FROM FARM TO FORK - Second Place
San Joaquin Farm Bureau Federation
“There are a lot of good stories to tell about agriculture. People are passionate about what they do.” That’s the main reason lifelong farmer Joe Valente keeps at least one camera in his pickup. He says he is pleased to have captured Humberto Virgen’s expression of pride and professionalism during last spring’s cherry harvest in Lodi.
ALL IN A DAY’S WORK ON THE FARM - First Place
Colusa County Farm Bureau
Farming, from about 1,000 feet up! That’s the view Tyson Schmidt provides with an aerial photograph of a Yolo County farmer preparing tomato beds for planting. Schmidt took the shot last spring from the vantage point of a paramotor, which is a steerable parachute powered by a propeller attached to the pilot’s back.
ALL IN A DAY’S WORK ON THE FARM - Second Place
Plumas-Sierra County Farm Bureau
Doris Goss’ 100-year-old ranch is home to about 200 head of cattle and 100 sheep—plus gorgeous draft horses like Jennie and Sis who are frequently called upon to haul hay through the deep Sierra snow.

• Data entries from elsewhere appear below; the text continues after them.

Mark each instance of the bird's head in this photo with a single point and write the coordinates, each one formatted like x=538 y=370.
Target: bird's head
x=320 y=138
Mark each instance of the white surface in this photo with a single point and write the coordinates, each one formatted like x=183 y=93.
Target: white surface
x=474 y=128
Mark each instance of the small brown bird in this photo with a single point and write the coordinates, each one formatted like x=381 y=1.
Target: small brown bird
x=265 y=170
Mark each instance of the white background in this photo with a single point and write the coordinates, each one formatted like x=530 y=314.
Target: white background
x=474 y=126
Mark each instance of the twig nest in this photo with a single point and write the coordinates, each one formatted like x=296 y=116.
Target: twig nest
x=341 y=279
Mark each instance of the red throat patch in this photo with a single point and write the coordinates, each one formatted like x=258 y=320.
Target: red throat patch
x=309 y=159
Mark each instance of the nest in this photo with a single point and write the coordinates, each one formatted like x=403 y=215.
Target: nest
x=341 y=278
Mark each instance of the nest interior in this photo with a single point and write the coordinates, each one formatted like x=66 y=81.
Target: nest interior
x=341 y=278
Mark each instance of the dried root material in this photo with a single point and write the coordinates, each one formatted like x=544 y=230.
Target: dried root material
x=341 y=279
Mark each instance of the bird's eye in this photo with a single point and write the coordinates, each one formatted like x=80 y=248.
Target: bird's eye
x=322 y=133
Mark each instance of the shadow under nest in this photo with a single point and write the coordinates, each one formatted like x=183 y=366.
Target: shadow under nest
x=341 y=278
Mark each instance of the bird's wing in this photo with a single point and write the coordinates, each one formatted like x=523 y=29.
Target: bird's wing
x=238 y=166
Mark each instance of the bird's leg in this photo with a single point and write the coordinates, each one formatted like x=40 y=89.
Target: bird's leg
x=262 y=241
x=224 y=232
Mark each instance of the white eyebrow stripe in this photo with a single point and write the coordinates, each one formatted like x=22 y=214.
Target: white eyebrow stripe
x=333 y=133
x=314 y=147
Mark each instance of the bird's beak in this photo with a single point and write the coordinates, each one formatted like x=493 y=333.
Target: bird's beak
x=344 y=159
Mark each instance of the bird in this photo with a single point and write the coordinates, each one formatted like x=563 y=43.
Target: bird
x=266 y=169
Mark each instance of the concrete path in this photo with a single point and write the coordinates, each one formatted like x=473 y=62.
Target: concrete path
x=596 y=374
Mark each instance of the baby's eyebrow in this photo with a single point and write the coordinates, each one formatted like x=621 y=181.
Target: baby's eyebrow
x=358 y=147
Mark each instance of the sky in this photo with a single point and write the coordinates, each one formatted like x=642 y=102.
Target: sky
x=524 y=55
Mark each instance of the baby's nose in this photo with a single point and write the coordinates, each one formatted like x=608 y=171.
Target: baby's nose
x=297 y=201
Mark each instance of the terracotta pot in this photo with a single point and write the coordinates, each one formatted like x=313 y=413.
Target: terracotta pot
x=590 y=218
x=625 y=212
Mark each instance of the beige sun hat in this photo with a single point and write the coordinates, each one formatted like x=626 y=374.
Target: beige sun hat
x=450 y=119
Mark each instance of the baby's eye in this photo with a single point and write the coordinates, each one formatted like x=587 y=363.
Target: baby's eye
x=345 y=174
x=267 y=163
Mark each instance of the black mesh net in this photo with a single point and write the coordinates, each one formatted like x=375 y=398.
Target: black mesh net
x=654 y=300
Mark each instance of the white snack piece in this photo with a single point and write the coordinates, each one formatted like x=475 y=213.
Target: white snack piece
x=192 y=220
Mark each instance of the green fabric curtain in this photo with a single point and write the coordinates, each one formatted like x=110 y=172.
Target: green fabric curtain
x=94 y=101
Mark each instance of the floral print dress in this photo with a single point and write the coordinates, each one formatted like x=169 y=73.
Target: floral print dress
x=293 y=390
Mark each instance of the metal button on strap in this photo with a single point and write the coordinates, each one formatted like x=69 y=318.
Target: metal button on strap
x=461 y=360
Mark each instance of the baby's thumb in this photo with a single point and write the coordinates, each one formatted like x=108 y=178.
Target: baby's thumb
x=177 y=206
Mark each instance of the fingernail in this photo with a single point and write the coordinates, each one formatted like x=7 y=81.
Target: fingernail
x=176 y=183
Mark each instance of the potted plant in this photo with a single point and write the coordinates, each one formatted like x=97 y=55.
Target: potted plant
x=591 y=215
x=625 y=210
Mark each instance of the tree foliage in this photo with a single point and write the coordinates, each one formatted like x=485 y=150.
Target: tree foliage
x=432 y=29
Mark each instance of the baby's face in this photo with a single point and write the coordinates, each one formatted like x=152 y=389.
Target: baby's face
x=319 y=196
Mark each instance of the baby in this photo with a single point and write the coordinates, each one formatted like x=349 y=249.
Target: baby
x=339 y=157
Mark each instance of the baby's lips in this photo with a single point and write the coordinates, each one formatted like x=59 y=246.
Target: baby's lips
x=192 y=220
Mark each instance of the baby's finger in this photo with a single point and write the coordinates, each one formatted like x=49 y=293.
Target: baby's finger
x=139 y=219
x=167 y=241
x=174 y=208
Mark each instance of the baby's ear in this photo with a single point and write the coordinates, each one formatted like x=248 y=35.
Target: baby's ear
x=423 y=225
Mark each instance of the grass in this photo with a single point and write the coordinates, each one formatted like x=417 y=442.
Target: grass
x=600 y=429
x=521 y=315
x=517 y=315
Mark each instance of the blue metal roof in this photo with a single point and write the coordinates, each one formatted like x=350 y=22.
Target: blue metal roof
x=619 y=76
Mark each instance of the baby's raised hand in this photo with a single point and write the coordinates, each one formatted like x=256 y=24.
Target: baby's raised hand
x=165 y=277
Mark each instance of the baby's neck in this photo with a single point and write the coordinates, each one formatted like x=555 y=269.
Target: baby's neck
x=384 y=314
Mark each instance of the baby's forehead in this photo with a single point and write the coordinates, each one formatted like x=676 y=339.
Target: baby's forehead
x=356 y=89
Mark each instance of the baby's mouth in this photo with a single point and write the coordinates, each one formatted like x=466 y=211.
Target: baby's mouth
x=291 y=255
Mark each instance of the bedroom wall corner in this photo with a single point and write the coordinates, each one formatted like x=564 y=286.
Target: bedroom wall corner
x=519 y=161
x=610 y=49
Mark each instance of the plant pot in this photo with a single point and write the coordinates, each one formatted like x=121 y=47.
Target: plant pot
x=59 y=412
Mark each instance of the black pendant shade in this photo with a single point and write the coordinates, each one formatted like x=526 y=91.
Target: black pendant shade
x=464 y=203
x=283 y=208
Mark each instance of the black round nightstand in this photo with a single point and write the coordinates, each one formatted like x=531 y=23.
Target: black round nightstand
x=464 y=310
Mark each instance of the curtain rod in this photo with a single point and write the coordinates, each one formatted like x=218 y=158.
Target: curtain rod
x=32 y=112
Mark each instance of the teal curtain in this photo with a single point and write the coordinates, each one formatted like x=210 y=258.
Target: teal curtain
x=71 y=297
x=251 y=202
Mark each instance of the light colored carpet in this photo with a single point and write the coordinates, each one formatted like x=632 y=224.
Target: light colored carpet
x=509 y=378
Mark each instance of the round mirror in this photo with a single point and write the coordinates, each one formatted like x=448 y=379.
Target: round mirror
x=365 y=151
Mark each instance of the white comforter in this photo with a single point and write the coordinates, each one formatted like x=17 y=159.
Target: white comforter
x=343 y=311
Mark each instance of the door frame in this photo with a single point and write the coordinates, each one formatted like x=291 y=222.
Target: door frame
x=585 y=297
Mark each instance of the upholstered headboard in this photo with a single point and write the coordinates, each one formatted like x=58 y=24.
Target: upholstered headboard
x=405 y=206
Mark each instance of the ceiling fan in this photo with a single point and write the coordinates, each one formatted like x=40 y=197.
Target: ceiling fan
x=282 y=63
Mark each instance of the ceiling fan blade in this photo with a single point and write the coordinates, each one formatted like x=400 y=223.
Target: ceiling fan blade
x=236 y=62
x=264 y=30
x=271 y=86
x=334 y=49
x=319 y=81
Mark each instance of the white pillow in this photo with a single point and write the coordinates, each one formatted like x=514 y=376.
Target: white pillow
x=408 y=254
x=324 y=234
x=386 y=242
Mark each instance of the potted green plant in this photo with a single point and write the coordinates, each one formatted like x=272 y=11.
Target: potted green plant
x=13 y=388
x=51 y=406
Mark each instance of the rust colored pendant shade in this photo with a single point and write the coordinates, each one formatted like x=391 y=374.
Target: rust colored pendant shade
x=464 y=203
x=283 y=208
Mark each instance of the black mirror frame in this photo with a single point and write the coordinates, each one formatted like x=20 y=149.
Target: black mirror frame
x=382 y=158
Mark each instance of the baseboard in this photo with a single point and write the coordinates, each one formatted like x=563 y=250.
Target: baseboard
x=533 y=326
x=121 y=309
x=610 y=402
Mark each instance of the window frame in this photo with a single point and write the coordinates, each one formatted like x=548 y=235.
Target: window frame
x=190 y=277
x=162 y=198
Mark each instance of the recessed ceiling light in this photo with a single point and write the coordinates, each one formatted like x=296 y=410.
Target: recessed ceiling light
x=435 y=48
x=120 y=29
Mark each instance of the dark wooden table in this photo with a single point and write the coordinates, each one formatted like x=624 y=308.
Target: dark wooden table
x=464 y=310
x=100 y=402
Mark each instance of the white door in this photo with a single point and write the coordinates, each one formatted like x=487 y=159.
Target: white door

Using one of two digital cameras she keeps handy at all times, Goss photographed the frost-kissed horses after a Christmas Eve excursion.
KIDS AND CRITTERS - First Place
San Luis Obispo County Farm Bureau
A photo of a 4-year-old cowgirl sharing the saddle with her canine companion brought smiles from the judges and a first-place award for Misty Tartaglia, a fourth-generation rancher. Tartaglia says she couldn’t resist photographing this scene, which shows Sage Pearce of Santa Maria waiting her turn at the Santa Barbara Fiesta Rodeo.
KIDS AND CRITTERS - Second Place
Merced County Farm Bureau
Katie Favier’s eye-catching photo shows her 1½-year-old grandson perched in the wheel of a tractor, eyeing a trio of goats with a mixture of curiosity and concern. The little guy is Caden Cruz Contreras, who was visiting from Sacramento. Later in the visit Caden cemented his relationship with the animals when he had the opportunity to feed them.
BUDDING ARTISTS - First Place
Lauren Millang, 11 years old
Yolo County Farm Bureau
A dramatically lit still life of pumpkins earned Lauren Millang top honors in the “Budding Artists” category—along with some money to help pay for horseback-riding lessons. The busy sixth-grader also takes dance lessons and maintains a full schedule of 4-H activities.
BUDDING ARTISTS - Second Place
Andrew Bettisworth, 12 years old
Santa Clara County Farm Bureau
Andrew Bettisworth may live in one of the nation’s largest cities, but that doesn’t stop him from appreciating a rural lifestyle. When the San Jose boy spotted an antique hay rake during a family vacation in Lake County last summer, he knew it was a perfect “photo op.” The seventh-grader is taking a photography class at school to help him fine-tune his skills.